2010/3/5 土工協・中村満義会長会見/公共事業のあり方、議論深化は変革チャンス

【建設工業新聞 3月5日 記事掲載】

 日本土木工業協会(土工協)の中村満義会長は、4日の理事会後の記者会見で、年度内成立が確定した10年度予算案の公共事業費について、「予算は削減されたが、どこで何をやるのかしっかりと議論し、予算の使い道が明確になれば、公共事業の適正な姿も見えてくる」と述べ、限られた予算の使途が重要だとの考えを強調した。その上で、予算や事業に関する議論が深まることは「大きなチャンスであり、協会活動にとっても新展開を考える契機になる」と議論の活発化に期待を示した。

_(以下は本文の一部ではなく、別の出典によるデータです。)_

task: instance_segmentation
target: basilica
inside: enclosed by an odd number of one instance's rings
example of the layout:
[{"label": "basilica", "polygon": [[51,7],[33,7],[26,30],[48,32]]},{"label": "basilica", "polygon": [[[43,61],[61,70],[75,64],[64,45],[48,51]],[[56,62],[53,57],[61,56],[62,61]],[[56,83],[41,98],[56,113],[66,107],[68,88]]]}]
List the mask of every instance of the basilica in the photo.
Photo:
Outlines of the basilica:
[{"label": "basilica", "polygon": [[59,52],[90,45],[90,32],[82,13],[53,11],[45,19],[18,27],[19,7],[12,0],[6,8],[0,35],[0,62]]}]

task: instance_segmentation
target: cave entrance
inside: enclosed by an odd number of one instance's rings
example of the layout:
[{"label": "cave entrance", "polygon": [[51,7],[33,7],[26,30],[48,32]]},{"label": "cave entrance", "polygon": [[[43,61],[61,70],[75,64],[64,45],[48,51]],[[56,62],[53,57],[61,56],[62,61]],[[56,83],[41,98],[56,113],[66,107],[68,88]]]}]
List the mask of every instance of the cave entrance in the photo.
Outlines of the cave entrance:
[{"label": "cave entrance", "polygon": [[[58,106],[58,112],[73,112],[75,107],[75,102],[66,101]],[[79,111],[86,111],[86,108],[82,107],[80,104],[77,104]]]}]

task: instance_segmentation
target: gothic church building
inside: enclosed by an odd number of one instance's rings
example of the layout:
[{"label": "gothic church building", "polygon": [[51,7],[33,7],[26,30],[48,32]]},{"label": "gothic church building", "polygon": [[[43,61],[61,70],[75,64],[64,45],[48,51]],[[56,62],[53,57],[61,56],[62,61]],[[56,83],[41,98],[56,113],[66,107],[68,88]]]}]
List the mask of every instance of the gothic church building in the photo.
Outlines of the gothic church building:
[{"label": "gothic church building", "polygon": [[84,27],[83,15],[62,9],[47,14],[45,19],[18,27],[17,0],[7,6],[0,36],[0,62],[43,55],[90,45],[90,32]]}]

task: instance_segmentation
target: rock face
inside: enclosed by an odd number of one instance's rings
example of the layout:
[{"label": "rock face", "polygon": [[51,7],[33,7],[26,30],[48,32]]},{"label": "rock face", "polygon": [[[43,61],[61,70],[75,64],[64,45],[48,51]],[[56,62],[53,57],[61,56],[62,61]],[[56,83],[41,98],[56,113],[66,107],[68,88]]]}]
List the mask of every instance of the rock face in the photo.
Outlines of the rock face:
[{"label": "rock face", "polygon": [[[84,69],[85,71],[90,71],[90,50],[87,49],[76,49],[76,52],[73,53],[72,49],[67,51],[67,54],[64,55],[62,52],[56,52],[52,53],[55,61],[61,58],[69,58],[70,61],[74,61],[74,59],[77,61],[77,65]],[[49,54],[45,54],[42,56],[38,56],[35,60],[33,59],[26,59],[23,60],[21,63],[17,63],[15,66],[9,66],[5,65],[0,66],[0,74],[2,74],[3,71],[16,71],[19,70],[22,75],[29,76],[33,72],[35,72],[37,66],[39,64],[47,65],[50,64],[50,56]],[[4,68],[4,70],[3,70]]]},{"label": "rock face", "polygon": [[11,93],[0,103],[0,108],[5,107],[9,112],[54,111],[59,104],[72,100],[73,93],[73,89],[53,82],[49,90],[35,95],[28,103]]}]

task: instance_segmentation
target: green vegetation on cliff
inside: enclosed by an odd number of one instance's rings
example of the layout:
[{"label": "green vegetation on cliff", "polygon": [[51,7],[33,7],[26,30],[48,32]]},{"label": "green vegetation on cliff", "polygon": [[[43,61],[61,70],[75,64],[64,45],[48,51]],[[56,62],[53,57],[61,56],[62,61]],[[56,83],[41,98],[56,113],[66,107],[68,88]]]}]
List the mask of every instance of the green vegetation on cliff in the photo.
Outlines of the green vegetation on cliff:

 公共事業予算の大幅削減について、竹中康一副会長は「交付金がどう使われるのか興味を持っている。地元向けの工事が増えれば、われわれにとっては前年度比18%減以上の影響があるかもしれない」、村重芳雄副会長は「10年度予算の事業が実際に動くのは6月ころになるだろう。景気対策として効果的かどうか見極める必要がある。業界の不安が取り越し苦労であってほしい」と語った。


 ハイチとチリで巨大地震が発生し、大きな被害が出たことについて、中村会長は「(日本にも大きな災害が)来るかもしれないという心構えが必要」と述べ、両国の災害を教訓に防災対策に万全を期するべきだとの考えを示した。村重副会長は「(予算案では)防災対策が脇に置かれているような状態」と懸念を表明。大田弘副会長は「日本は長い時間をかけて安全な国土を造り上げてきた。長期的な視点が欠けると、災害が起きてからの対応になる」と警鐘を鳴らした。


 このほか中村会長はリニア中央新幹線について「建設業界でもニーズに沿って技術開発などが進むのではないか」と整備事業への期待を示した。